Monday, July 13, 2009

Only if I was a little bit taller...

The image “” cannot be displayed, because it contains errors. (picture of tallest and shortest men in the world according to Guinness)

Let's face it people, leverage is what makes a discus fly. Unfortunately not all throwers come into this world with the best levers. We are tall, short, slow, fast, coordinated, uncoordinated, the list goes on. Therefore in essence we all falter in one aspect of physical ability as far as being the optimal discus thrower. So what do we do? We work with what we have and try to improve what we lack.
If we look back in history at the best discus throwers of all time, what about them physically helped them achieve greatness? Lets watch this video:

As you can see, a majority of these individuals are Goliaths and only a few are David. Take a look at some of these statistics. Alekna is 6'6" 280lbs, Art Burns was 6'2" 297lbs, Kanter is 6'4" 270lbs, Delis was 6'1" 230lbs and Jurgen was 6'3" 260lbs. For a complete list of the dimensions of the 70 meter club members take a look at what my friends put together at team 75 plus.
With these numbers I can be assured that there is still a slight possibility of me hitting 70 meters in the future due to the dimensions of Louis Delis whose measurements are closest to mine.

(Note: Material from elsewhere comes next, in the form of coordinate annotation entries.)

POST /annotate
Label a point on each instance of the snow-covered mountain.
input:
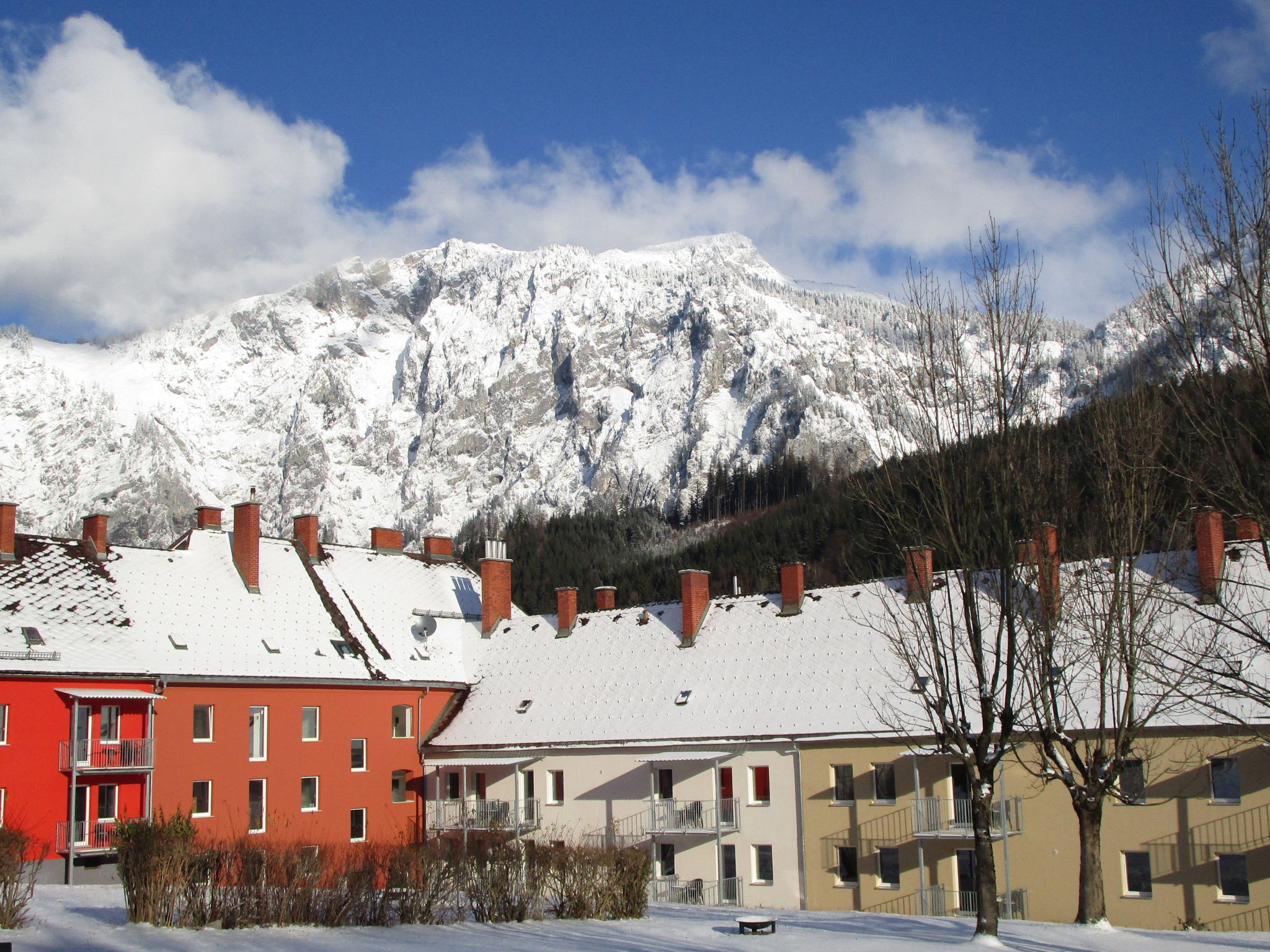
(464, 379)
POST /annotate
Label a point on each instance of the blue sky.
(164, 157)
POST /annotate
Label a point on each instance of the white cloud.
(130, 196)
(1240, 58)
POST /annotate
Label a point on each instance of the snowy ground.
(82, 918)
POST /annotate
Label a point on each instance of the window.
(763, 865)
(107, 801)
(310, 724)
(401, 778)
(1137, 875)
(1225, 775)
(1232, 878)
(760, 785)
(258, 733)
(202, 723)
(884, 783)
(255, 806)
(557, 778)
(666, 860)
(202, 798)
(109, 724)
(402, 721)
(1133, 782)
(848, 870)
(357, 824)
(666, 783)
(888, 867)
(308, 794)
(843, 783)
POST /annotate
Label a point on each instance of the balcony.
(691, 816)
(89, 837)
(696, 892)
(484, 815)
(93, 756)
(951, 819)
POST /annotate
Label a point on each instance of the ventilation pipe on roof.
(1209, 552)
(207, 517)
(246, 544)
(8, 532)
(793, 579)
(695, 598)
(1046, 549)
(567, 611)
(918, 573)
(94, 535)
(304, 530)
(495, 587)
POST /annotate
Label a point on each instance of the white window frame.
(192, 809)
(211, 724)
(316, 734)
(316, 805)
(265, 733)
(409, 721)
(351, 837)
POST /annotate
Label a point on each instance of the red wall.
(347, 712)
(37, 794)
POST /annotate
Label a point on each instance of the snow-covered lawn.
(82, 918)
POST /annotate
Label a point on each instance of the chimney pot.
(918, 573)
(207, 517)
(386, 540)
(305, 532)
(8, 532)
(567, 611)
(94, 535)
(606, 598)
(695, 598)
(1209, 552)
(793, 584)
(246, 545)
(495, 588)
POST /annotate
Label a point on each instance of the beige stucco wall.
(1179, 827)
(611, 787)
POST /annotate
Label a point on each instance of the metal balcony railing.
(698, 892)
(88, 837)
(691, 815)
(138, 754)
(484, 814)
(953, 819)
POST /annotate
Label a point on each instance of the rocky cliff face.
(464, 379)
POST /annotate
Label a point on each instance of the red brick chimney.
(495, 587)
(1209, 552)
(791, 588)
(246, 544)
(438, 549)
(386, 540)
(94, 535)
(695, 597)
(918, 573)
(1046, 550)
(8, 532)
(207, 517)
(304, 530)
(567, 611)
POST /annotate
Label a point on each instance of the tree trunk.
(1093, 907)
(986, 866)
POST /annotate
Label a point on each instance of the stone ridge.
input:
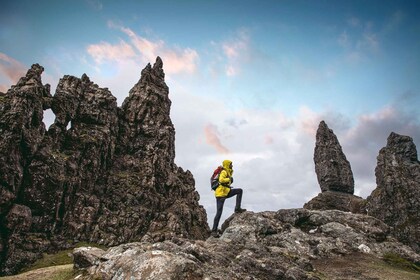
(269, 245)
(396, 200)
(101, 173)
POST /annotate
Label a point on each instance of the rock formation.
(267, 245)
(396, 200)
(100, 173)
(334, 175)
(331, 165)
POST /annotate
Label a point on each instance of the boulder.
(267, 245)
(331, 165)
(334, 175)
(101, 173)
(396, 199)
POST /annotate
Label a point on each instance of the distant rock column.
(331, 166)
(396, 200)
(334, 175)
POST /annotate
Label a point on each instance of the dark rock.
(330, 200)
(87, 256)
(334, 176)
(247, 250)
(331, 165)
(18, 219)
(100, 173)
(396, 199)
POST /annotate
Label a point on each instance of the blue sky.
(249, 80)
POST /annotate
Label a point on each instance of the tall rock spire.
(331, 165)
(100, 174)
(334, 175)
(396, 199)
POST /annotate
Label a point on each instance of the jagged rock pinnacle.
(331, 166)
(396, 200)
(99, 174)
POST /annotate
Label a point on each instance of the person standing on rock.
(223, 191)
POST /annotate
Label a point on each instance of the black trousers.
(220, 201)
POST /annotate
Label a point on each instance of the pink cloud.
(213, 140)
(11, 68)
(176, 60)
(268, 140)
(3, 88)
(309, 121)
(105, 51)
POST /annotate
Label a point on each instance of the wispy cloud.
(95, 4)
(144, 50)
(236, 52)
(212, 138)
(11, 68)
(107, 52)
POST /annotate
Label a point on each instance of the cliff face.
(100, 173)
(335, 176)
(396, 200)
(286, 244)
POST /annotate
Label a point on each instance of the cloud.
(95, 4)
(144, 50)
(236, 52)
(353, 22)
(11, 68)
(212, 138)
(107, 52)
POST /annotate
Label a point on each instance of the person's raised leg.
(238, 192)
(220, 201)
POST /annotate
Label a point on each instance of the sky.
(249, 80)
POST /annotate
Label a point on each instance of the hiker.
(223, 191)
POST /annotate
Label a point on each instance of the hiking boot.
(239, 210)
(215, 234)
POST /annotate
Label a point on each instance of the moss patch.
(396, 260)
(59, 258)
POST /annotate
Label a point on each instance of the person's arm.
(224, 179)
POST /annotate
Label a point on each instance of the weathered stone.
(18, 219)
(100, 173)
(396, 199)
(84, 257)
(334, 176)
(331, 165)
(267, 245)
(330, 200)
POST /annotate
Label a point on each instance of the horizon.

Now that all theses numbers are out in the open, what can we learn from them? In my opinion this is what we should note:
  • The best discus throwers in the world are at least 6 foot tall but not over 6'6"
  • They weigh at least over 230lbs but not over 320lbs
Now, please don't get angry at me if i just bust your bubble but this is what the data shows. As the saying goes, "the numbers don't lie!"
Am I saying that you can't be a great discus thrower if you don't fit into this category? No, all I am saying is that the numbers are on your side if you fit in this category, which most of us do!
Don't loose hope if you are a five foot thrower or if you are a 6'9" giant. The numbers aren't on your size to throw over 70 meters but the high 60's are still well within your grasp. Thats it for it today. "Throw far and Prosper"


Unknown said...

I think there is a slight flaw in the thinking of height equaling leverage for throwing. I am right at 6' tall and 286 but threw 53.6 as a sophomore in college. I was told with my height I would not get much further so I quit discus to concentrate on shot. Years later, a Dr. was discussing my stature and noticed I have a very long reach (80"). This would be equivalent to an athlete much taller than I. I think the reach number would be more telling as it has more of an effect on orbit than height alone. As a matter of fact, I think a shorter thrower with a long reach may have an advantage over a taller thrower with the same reach. Thanks

ChubbChubbz21 said...

If you know 1997 World Champion Beatrice Faumuina then you would know that she's only 5ft 11 and same arm span. I mean im only 5ft 8 and im throwing 57m to 59 and im only 17, no i dont have an above average arm span but my coach always said "what you lack in height you up for in speed, power, and technique. So yeah saying that you have to be 6ft 6 to great is wrong, because it might be the fact people say short people can't do discus so short people think "i can't do discus so why try" you never know shorter people could have been great discus throwers if we didn't have this stereotype.


LinkRep said...

Zac, if you're 17 then that means you are throwing the high school 1.6 kg, most likely. You should be about 10 extra meters at least with a 1.6 kg discus as compared to the men's 2.0 kg discus.

LinkRep said...
This comment has been removed by the author.